Physicians’ use of digital content for discussion, research, and collaboration continues to grow: nine out of ten physicians believe their time spent on digital for professional purposes will grow in the next year.1 Today, physicians globally spend at least 1.5 hours online per day conducting research, with at least half of that on social media. We found that 72 percent of doctors believe that social media channels improve the quality of patient care and more than 30 percent use them for professional purposes, often preferring open forums to physician-only online communities. For example, in the neurological disease space, physicians who used SERMO—a social network for physicians to collaborate and share ideas—were 53 percent happier with the job they do. Meanwhile, 38 percent of physicians who do not currently use social media believe they will use it for professional purposes in the next two years. Doctors’ reasons for using various channels are even more fascinating. Today, physicians seek digital journals and publications to understand disease mechanisms and learn about new therapies; however, 61 percent of those using social media consider it an equally or more effective way to obtain answers to specific case-related questions or concerns.

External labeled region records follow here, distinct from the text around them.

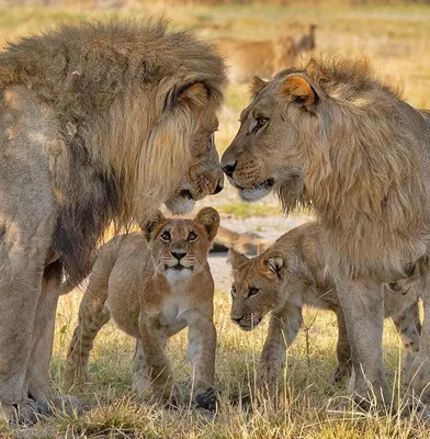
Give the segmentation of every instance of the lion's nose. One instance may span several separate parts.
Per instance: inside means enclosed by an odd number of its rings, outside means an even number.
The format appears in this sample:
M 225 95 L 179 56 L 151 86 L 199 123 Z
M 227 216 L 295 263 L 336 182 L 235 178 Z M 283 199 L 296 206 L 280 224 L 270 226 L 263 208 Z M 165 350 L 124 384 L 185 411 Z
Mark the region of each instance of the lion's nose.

Patients have long gravitated to digital with 90 million patients discussing health topics online. In the United States, 80 percent of patients carry out online research prior to a consultation, and four out of five patients would share their data to receive better care.2 Interestingly, however, despite the emergence of digital for both patients and physicians, physicians do not always understand the role and importance that digital resources play for their patients (Exhibit 1).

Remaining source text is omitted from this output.